Chris: So, Paul, the, the line that Robert mentioned as a non-lawyer is one though that struck me because he, he asked apparently reportedly for that 22 and a half million dollars, he said, and then full confidentiality, we ride off into the sunset. Against that backdrop, isn’t at all common to see lawyers mistakenly cross this line. Is it unclear where the line is?

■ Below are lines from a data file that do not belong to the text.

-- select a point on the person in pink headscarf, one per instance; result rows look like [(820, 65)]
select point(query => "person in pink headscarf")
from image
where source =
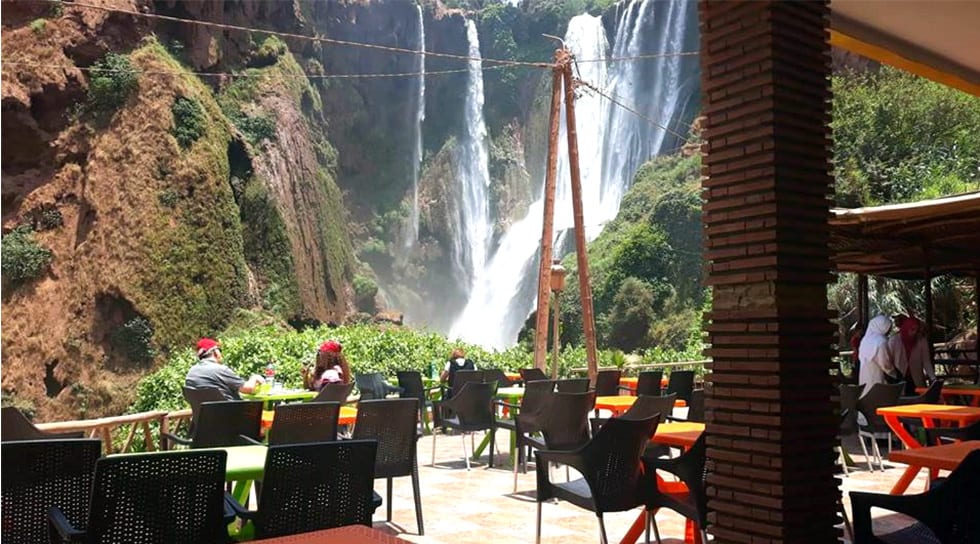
[(910, 354)]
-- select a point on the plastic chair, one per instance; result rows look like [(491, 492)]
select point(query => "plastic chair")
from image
[(16, 426), (42, 474), (392, 423), (611, 468), (473, 411), (224, 423), (308, 487), (335, 392), (878, 396), (300, 423), (689, 468), (681, 382), (947, 513), (175, 497)]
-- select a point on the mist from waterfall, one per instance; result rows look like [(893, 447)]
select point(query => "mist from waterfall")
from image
[(473, 225), (612, 142), (412, 235)]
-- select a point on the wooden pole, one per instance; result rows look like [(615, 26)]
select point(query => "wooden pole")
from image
[(585, 290), (544, 269)]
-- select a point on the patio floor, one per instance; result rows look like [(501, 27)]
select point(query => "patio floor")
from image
[(480, 506)]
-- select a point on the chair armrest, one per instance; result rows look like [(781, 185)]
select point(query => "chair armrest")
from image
[(64, 529)]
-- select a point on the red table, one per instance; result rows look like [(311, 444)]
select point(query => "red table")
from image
[(945, 457), (352, 534)]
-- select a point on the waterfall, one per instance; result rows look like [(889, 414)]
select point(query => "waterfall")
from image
[(412, 235), (613, 143), (472, 215)]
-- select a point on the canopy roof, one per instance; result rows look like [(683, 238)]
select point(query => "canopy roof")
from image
[(940, 236)]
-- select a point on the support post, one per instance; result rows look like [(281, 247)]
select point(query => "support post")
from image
[(544, 268), (581, 253)]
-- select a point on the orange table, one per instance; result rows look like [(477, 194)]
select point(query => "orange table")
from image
[(945, 457), (351, 534), (348, 416), (957, 390), (929, 414), (617, 404)]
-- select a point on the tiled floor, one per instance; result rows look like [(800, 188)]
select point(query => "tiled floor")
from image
[(479, 505)]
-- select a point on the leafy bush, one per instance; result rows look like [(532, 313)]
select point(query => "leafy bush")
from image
[(23, 258), (189, 121), (134, 339), (111, 81)]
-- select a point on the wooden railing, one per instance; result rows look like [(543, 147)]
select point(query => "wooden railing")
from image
[(105, 428)]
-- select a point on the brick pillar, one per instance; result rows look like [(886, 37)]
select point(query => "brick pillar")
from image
[(771, 427)]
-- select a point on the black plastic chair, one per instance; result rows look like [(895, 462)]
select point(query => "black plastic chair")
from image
[(301, 423), (372, 385), (224, 423), (572, 385), (878, 396), (42, 474), (335, 392), (681, 382), (532, 374), (612, 473), (689, 468), (472, 409), (607, 383), (175, 497), (392, 423), (16, 426), (947, 513), (309, 487)]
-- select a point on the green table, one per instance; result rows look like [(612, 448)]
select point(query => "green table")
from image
[(271, 398)]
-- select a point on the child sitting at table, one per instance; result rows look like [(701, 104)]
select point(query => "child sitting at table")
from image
[(331, 367)]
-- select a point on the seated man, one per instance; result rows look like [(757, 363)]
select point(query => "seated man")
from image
[(209, 372)]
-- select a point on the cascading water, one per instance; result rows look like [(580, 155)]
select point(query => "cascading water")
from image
[(613, 143), (412, 235), (472, 215)]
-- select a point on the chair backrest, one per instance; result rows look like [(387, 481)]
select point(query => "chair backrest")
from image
[(879, 395), (567, 425), (648, 382), (195, 397), (646, 406), (220, 423), (532, 374), (612, 463), (392, 423), (334, 392), (682, 383), (572, 385), (164, 497), (473, 405), (300, 423), (607, 382), (39, 475), (308, 487), (16, 426), (849, 395)]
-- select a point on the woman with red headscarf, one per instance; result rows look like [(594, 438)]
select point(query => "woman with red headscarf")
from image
[(910, 354)]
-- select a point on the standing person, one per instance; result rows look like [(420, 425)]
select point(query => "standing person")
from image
[(331, 367), (873, 354), (909, 353), (209, 371)]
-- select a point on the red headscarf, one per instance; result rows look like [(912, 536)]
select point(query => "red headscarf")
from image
[(905, 330)]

Paul Charlton: The U.S. Attorney’s position and if these charges are proven true, Chris, is that that line was a red line and a very clear line. Remember the context here in which Michael Avenatti did these acts and took these actions. There’s one in which the southern district of New York has an ongoing criminal prosecution there which relates to the subject area that Michael Avenatti was talking about, another clothing manufacturer, other sports individuals, other NCAA individuals tried and convicted of crimes. You cannot threaten a criminal prosecution to gain a civil benefit. That is the very definition of extortion. And Chris, you don’t have to look too far in our recent history to learn about the sentencing guidelines. And what if, again, these charges are proven to be true, a possible conviction in the Central District of California and a possible conviction in the Southern District of New York means. That means, as happened with Paul Manafort, if Mr. Avenatti Is found guilty, he may be facing a sentence in California and then a consecutive, an additional sentence in the Southern District of New York.

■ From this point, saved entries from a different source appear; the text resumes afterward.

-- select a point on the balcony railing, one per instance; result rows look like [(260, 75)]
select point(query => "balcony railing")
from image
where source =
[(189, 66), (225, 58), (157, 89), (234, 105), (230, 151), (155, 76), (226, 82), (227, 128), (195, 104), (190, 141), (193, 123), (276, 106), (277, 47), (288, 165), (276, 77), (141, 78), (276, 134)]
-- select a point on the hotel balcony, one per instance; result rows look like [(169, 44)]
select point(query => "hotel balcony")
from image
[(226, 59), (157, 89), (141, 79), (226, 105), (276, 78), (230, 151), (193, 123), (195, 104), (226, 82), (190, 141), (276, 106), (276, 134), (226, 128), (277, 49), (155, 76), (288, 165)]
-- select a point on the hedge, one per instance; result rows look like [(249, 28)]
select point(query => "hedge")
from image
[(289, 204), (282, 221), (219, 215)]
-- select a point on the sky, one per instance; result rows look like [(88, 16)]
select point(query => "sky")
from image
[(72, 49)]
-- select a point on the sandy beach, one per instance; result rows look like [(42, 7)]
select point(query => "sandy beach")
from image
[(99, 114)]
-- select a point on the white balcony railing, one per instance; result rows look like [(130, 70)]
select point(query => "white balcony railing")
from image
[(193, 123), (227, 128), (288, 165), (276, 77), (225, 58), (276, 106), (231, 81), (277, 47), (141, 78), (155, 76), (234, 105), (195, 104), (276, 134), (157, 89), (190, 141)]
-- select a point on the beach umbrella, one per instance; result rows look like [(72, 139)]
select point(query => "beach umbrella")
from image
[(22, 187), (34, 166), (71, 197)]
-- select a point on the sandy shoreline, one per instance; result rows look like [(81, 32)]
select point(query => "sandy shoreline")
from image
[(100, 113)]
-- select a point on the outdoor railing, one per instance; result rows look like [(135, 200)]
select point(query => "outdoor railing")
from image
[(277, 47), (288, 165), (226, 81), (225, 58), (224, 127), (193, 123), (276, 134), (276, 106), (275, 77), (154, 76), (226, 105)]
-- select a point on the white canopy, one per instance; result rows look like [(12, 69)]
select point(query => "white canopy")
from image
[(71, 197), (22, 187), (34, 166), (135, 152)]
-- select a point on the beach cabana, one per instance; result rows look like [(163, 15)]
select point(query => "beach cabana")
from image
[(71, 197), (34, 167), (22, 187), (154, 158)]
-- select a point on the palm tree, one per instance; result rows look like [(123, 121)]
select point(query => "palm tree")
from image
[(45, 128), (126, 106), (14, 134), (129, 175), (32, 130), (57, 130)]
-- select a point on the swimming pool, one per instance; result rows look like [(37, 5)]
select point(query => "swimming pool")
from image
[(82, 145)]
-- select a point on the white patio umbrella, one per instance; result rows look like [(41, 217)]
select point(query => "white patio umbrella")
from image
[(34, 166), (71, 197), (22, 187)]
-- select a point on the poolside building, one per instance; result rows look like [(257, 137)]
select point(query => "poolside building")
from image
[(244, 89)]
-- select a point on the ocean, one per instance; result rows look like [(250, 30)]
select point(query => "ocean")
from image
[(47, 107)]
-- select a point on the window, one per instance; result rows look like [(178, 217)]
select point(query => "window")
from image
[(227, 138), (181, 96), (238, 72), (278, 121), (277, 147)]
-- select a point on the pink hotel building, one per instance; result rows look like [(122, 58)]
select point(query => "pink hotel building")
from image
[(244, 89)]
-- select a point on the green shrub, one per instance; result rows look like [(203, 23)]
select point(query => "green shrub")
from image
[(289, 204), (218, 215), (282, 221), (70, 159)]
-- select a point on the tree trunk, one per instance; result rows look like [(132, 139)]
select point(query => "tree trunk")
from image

Chris: So, I think I know the answer to this, but I just want to make sure I’m clear on it. Robert. So, Avenatti claimed that he had Nike employees who knew or knew of Nike employees who funneled money into college basketball recruits. We’ve seen this case before elsewhere. Yesterday, the SDMY Prosecutor said, if we’re, we’re now investigating that, right? They’re looking at that. If it turns out that that’s true, does that have any impact at all on what happens to Avenatti? If he can go to court and say, I was actually right about this.

Robert Bianchi: Well, this is what is going to be his defense, I’m a zealous advocate advocating on behalf of my client and the blow is clear. Just the filing of lawsuits, even bogus lawsuits under the Hobbs act, which deals with extortion, is not extortion. However, it has to be exclusively done for purposes of advantaging the client. When you were saying line my pockets with money, that to me is where he went over the line, and clearly, they indicate there if it’s not done exclusively for the benefit of the client, then it can be considered extorted. He’s basically saying, I’m going to knock your market cap down by billions of dollars. I’m going to do it right before the end of the NCAA, the NCAA tournament, and that’s maybe okay, but when he says, I will basically whitewash the whole thing if you pay me money. That’s where the extortion, that’s where you’re no longer become a lawyer and you become a shakedown artist.

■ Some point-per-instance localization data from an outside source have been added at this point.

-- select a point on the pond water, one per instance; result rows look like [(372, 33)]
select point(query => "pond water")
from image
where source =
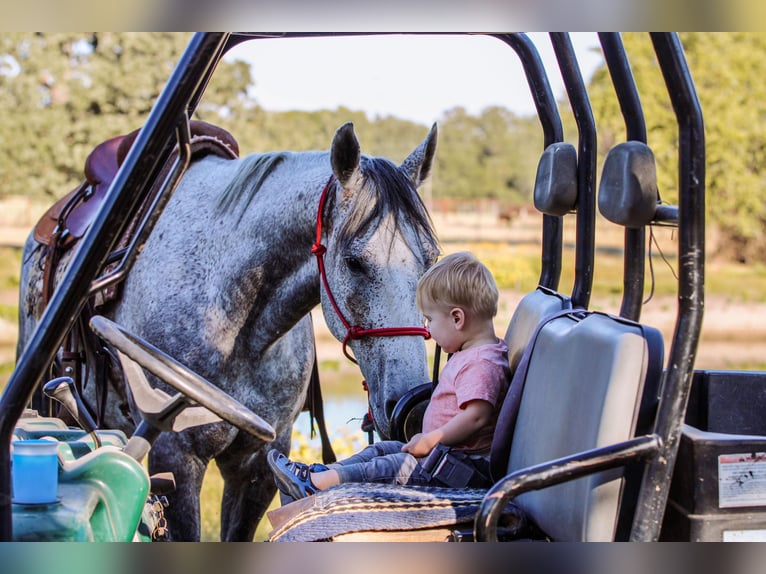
[(343, 417)]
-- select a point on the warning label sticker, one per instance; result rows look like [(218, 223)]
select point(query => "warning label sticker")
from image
[(742, 480)]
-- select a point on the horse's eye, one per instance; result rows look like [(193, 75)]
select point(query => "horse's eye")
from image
[(354, 265)]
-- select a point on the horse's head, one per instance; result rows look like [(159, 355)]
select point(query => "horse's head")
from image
[(379, 241)]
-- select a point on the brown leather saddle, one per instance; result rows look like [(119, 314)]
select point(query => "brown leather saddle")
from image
[(69, 218), (67, 221)]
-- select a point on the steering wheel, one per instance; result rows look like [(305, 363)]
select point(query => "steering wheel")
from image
[(182, 379)]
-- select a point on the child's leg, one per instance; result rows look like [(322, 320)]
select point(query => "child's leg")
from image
[(380, 448), (394, 468)]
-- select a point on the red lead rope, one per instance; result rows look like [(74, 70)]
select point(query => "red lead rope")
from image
[(352, 331)]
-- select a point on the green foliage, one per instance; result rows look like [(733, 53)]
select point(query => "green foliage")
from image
[(728, 71), (69, 91)]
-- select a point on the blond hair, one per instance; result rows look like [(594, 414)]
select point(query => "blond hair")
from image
[(460, 280)]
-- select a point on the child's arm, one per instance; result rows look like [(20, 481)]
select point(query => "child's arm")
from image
[(469, 420)]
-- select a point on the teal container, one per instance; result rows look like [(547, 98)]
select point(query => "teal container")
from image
[(101, 498)]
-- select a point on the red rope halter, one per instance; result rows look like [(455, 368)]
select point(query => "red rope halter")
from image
[(353, 332)]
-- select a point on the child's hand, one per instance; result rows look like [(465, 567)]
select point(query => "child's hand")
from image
[(421, 444)]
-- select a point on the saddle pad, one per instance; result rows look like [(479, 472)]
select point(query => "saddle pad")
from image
[(356, 507)]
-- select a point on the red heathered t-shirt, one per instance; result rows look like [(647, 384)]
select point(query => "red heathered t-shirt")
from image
[(477, 373)]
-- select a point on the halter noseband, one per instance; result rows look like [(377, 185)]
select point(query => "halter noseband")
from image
[(353, 332)]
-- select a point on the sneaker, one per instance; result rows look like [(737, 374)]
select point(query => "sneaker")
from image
[(292, 478)]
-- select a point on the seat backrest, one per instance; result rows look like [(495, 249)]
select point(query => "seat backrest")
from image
[(586, 380), (531, 310)]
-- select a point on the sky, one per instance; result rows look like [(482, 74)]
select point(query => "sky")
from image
[(416, 78)]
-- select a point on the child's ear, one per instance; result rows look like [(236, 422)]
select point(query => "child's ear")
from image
[(458, 317)]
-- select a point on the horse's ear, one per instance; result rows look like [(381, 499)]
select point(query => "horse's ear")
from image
[(418, 164), (345, 155)]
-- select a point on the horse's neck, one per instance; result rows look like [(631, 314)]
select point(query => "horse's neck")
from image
[(274, 274)]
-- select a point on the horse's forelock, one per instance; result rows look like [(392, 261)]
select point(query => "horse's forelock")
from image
[(386, 190)]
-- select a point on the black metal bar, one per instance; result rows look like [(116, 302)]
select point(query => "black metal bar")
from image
[(152, 214), (677, 378), (144, 160), (555, 472), (635, 127), (547, 111), (586, 168)]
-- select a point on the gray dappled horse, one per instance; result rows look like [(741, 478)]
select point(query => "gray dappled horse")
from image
[(226, 282)]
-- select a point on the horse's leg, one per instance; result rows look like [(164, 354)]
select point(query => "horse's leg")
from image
[(172, 453), (279, 383), (248, 490)]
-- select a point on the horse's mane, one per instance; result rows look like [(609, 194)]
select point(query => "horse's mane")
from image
[(249, 178), (385, 190)]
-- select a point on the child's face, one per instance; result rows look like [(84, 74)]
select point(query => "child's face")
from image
[(444, 325)]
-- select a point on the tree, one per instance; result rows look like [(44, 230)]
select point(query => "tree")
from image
[(728, 71), (68, 92)]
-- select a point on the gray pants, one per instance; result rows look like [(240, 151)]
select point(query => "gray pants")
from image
[(385, 462), (382, 461)]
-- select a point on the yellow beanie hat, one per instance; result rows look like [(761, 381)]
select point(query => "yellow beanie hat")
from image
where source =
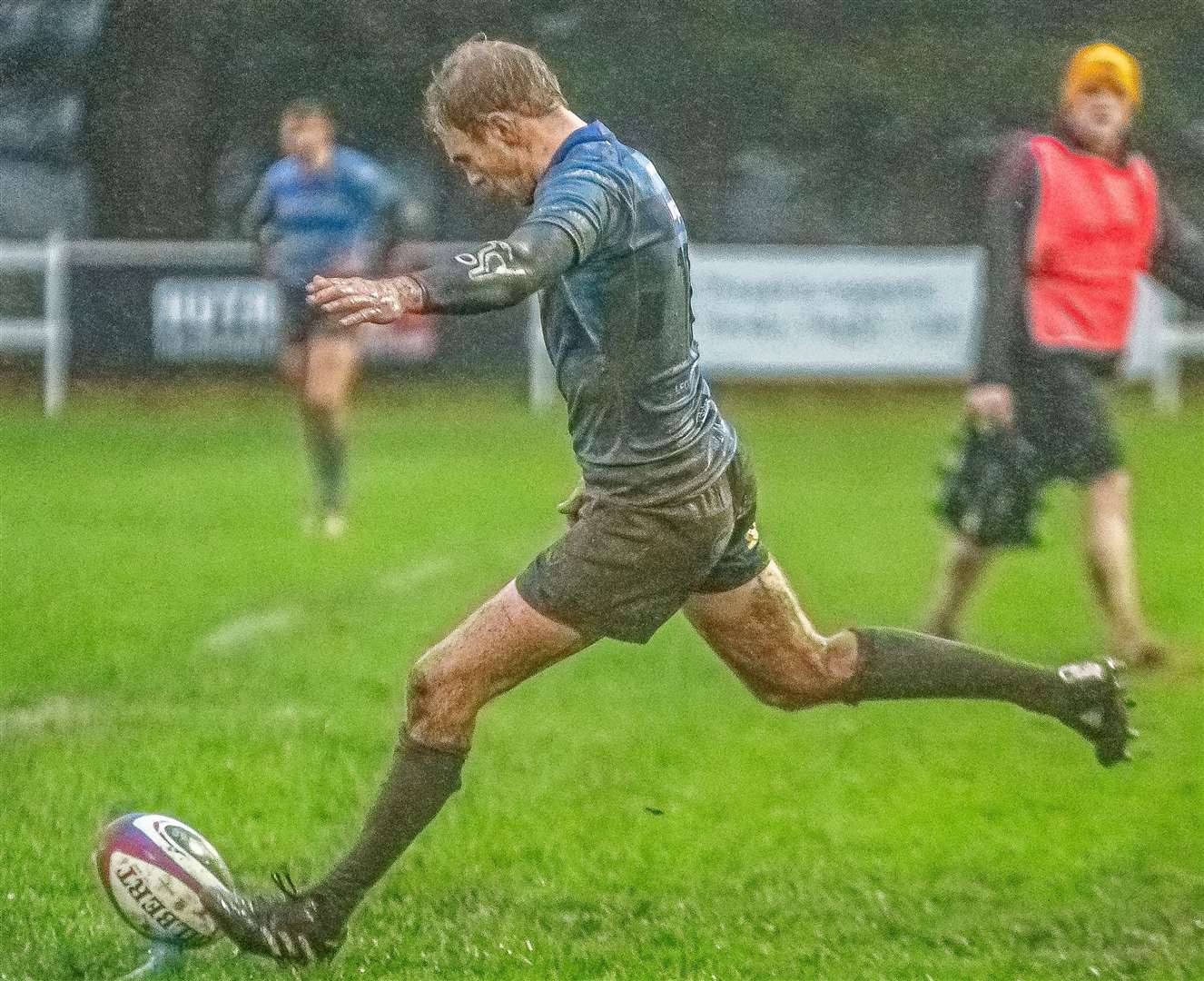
[(1107, 64)]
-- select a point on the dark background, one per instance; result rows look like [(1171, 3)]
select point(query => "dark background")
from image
[(805, 122)]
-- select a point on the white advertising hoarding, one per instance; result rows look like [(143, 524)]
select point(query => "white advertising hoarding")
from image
[(765, 311)]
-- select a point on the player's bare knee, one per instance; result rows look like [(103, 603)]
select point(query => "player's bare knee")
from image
[(826, 670), (323, 399), (442, 692)]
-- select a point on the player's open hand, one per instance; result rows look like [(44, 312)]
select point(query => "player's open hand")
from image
[(355, 301)]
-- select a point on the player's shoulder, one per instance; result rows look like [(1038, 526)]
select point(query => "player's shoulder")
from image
[(600, 164)]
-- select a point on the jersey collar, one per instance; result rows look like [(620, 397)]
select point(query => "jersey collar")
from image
[(591, 134)]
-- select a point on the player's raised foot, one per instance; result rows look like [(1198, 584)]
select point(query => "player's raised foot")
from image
[(1096, 708), (292, 928)]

Chris: I’ve only got 30 seconds left and this really isn’t an illegal question, Paul, but I’ll ask it of you anyway. And we all know that judges are the range of, you know, personalities, the way they sentenced the whole thing. But generally, what a judge, look at a lawyer differently and say, you knew better. You’re a lawyer, you passed the bar. Are you kidding me?

Paul Charlton: And here’s where a judge would most certainly do that. Again, Chris, if these charges are proven to be true, if you embezzle your client’s money, that is such an extraordinary abuse of your trust relationship between the lawyer and the client, remember these judges are lawyers themselves, I think you will very much risk seeing the anger of a judge as he sentences you for that offense.

Chris: Paul Charlton, Bob Bianchi, thank you so much.